Henry Milbourne, also Milburne or Milborne, (circa 1600 – after 1692) was a Welsh magistrate who served as the Recorder of Monmouth and as agent to the Duke of Beaufort.

==Biography==
Milbourne hailed from Wonastow, near Monmouth, South Wales and reportedly had his seat at Wonastow Court. He is also linked to the village of Clytha. He was the uncle of William Milbourne (c.1633–1660), also of Wonastow, and in 1658, William is recorded as entering his uncle's chambers at the Middle Temple.

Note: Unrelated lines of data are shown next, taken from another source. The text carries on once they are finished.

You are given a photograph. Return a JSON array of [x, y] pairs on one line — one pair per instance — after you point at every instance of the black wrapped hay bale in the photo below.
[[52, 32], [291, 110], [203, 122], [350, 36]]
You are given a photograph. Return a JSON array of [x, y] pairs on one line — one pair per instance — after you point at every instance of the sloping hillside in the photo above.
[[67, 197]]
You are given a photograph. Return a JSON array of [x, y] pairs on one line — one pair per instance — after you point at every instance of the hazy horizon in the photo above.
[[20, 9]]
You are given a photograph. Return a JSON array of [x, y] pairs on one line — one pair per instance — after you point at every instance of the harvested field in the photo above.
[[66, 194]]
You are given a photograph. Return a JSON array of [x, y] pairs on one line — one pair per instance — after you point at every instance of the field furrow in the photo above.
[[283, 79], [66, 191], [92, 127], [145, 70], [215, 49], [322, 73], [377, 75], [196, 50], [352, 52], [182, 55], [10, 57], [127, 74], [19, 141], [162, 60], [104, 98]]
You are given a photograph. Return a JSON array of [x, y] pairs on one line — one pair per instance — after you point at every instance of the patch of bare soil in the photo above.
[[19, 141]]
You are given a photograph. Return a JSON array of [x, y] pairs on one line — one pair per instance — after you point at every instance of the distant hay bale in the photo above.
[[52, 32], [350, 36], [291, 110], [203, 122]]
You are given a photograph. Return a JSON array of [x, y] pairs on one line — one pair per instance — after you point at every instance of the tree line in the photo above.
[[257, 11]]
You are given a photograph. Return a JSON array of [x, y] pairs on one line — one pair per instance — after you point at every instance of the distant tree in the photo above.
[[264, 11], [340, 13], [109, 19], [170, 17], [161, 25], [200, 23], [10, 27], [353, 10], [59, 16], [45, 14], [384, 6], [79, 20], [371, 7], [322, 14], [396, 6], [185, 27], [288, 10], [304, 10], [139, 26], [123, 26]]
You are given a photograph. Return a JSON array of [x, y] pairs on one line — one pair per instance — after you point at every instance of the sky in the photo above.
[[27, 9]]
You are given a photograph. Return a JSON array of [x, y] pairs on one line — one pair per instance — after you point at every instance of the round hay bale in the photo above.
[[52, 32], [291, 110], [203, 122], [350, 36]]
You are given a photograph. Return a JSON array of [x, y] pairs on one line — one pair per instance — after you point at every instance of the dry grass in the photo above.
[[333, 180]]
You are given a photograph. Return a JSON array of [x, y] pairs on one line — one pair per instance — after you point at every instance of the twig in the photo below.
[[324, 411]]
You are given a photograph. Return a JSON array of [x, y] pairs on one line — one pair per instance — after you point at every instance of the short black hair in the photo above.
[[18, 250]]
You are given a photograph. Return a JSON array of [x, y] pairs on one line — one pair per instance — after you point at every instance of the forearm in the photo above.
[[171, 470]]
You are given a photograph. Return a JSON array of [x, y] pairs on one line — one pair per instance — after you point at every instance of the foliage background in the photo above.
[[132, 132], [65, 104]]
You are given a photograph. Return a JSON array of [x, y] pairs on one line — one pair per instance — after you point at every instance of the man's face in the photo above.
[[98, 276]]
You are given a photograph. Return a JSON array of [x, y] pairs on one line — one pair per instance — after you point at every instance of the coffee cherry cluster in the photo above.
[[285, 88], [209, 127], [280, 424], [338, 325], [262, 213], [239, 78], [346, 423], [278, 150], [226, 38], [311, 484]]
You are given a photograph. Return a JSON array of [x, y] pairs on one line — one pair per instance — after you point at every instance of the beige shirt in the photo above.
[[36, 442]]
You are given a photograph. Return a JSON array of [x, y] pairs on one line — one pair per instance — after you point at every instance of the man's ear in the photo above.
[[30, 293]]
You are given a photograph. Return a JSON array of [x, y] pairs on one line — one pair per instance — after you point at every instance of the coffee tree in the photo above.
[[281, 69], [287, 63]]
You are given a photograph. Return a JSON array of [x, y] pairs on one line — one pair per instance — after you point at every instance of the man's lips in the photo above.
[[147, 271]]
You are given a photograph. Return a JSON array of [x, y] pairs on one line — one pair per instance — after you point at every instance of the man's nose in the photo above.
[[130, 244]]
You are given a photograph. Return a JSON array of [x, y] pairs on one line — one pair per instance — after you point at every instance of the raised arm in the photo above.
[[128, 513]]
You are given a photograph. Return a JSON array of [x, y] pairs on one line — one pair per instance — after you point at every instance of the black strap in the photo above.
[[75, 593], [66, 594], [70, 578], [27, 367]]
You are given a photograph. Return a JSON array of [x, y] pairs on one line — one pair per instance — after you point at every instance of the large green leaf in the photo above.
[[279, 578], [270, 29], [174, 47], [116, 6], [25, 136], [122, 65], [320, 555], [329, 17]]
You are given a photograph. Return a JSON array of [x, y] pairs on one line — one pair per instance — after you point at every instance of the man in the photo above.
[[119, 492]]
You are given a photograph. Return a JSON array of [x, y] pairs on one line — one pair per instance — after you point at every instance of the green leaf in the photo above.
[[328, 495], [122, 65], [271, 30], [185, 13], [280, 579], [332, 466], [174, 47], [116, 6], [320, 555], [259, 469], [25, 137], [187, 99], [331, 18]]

He was also the great-uncle of the MP Clayton Milbourne (aft. 1676–1726).

Milbourne served as a steward at the Jesuit college at The Cwm which was owned by the Worcester Estate, in the parish of Llanrothal, Herefordshire in the 1670s. During this period, Milbourne probably lived in nearby Hilston House, a few miles away across the border in Monmouthshire. He is known to have been the steward of Cwm at the time it was raided, during the Popish Plot in 1678, by Border Protestants such as Herbert Croft, John Arnold of Monmouthshire and ultra-Protestant Charles Price. Arnold reportedly gave some of his harshest criticism to Milbourne, describing him as an "undoubted Papist" who only "held lands wirth £100 per annum in one county, but is made justice of the peace in four". He denounced Milbourne in the House of Commons but with little success; several MPs believed Arnold's report was poorly constructed and some believed that the lord-lieutenant was a Catholic activist in South Wales. Also involved in the dispute was Milbourne's uncle Rowland Prichard, who claimed "to pay an extra £10 a year rent to be allowed to have mass said at his house at Llanrothal" and one of Milborne's servants. Milbourne is said to have "laid violent hands on the chief constable so that the servant could escape" and was fined a shilling per Sunday, which Milbourne refused to levy. Milbourne was then involved in the Wentwood Case along with the Deputy Governor of Chepstow. Milbourne assisted John Aubrey and Thomas Fuller with research for their works.